The Consolidated Appropriations Act, 2021 (CAA)
In late December 2020, the Consolidated Appropriations Act (CAA) was signed into law. The Act combined the $1.4 trillion omnibus spending bill with the $900 billion stimulus package to address the COVID-19 pandemic. The Act (which spanned more than 5,500 pages) included several notable provisions:
- Provided a second round of non-taxable “recovery rebates” of $600 per eligible taxpayer ($1,200 for married filing jointly) plus an additional $600 per qualifying child, subject to certain income limitations.
- Reinstated supplemental unemployment benefits (Federal Pandemic Unemployment Compensation (FPUC)) of $300 per week for up to 10 weeks between December 26, 2020, and March 14, 2021.
- Clarified loan forgiveness and the deduction of qualified expenses under the Paycheck Protection Program (PPP).
- Extended the CARES Act employee retention credit for qualified wages paid through June 30, 2021.
- Expanded the employment tax credit for COVID-related sick leave and family leave.
- Extended employees’ repayment of deferred Social Security taxes to the period of January 1, 2021, through December 31, 2021 (versus April 30, 2021).
- The Act allows plan sponsors to implement the following voluntary changes for employee flexible spending accounts (FSAs):
- Expand the carryover period for unused FSA funds in 2020 and 2021 to be carried over to the next plan year.
- If the plan has a grace period, extend the grace period for unused 2020 and 2021 FSA plan year funds from 2½ months to 12 months.

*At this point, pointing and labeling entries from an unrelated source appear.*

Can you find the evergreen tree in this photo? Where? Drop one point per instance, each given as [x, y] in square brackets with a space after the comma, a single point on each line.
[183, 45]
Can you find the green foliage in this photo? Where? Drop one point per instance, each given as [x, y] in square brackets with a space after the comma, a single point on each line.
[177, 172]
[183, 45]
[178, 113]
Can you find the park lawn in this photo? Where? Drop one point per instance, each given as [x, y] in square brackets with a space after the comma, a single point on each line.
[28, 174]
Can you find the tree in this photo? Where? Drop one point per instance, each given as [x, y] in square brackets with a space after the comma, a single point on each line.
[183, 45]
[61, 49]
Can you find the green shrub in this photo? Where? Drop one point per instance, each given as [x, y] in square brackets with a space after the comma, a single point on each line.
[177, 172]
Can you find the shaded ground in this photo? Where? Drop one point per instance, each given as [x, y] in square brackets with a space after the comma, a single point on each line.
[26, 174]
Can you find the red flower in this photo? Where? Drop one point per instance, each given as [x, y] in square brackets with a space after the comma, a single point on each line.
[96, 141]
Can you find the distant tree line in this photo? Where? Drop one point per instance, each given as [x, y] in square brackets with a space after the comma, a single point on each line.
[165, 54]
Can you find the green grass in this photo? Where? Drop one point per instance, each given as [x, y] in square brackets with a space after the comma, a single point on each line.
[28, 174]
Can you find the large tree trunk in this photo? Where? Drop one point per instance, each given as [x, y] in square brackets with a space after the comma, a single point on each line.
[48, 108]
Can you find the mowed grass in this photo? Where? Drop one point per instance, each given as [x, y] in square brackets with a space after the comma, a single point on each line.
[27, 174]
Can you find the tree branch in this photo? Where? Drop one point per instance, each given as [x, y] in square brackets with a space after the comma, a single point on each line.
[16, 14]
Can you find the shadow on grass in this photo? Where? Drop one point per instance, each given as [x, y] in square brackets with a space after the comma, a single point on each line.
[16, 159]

Charitable Provisions from the CARES Act Extended for 2021
The CARES Act included several provisions impacting charitable deductions. Two provisions have been extended into this year:
- Extended the increased itemized deduction limit for cash contributions to qualified public charitable organizations up to 100% of the taxpayer’s adjusted gross income (cash contributions to donor-advised funds, private foundations and supporting organizations do not qualify for this increased limit)
- Extended the CARES Act provision for the $300 above-the-line deduction for cash contributions to qualified charitable organizations (for taxpayers who do not otherwise itemize deductions); this deduction is increased to $600 for married taxpayers filing jointly
Lower Hurdle for Deducting Medical Expenses
The CAA permanently made the threshold for itemizing unreimbursed medical expenses to 7.5% of a taxpayer’s adjusted gross income (the AGI threshold was previously slated for 10% for 2021).
Qualified Disaster Relief Distributions
The CAA included temporary tax relief for withdrawals from certain retirement plans for taxpayers in federally declared disaster areas for major disasters (excluding COVID-19) declared from January 1, 2020, through February 25, 2021.
- Such distributions are limited up to $100,000 and must be made by June 25, 2021.
- Such distributions may be repaid within a three-year period after the date of distribution or may be recognized as income ratably over a period of three years.
Note: The CAA did not extend the relief provided by the CARES Act for retirement withdrawals made by taxpayers impacted by the COVID-19 pandemic.
Changes Ahead for the SALT Deduction?
The Tax Cuts and Jobs Act (TCJA) limited the itemized deduction for state and local taxes (SALT) to $10,000, effective as of 2018.
Senator Chuck Schumer of New York, the Senate’s majority leader, has noted that addressing the SALT deduction would be a top legislative priority. In late January 2021, legislators in the House and Senate introduced bills to repeal the limit (cap), but it is unknown whether there is enough support for the legislation to pass this year.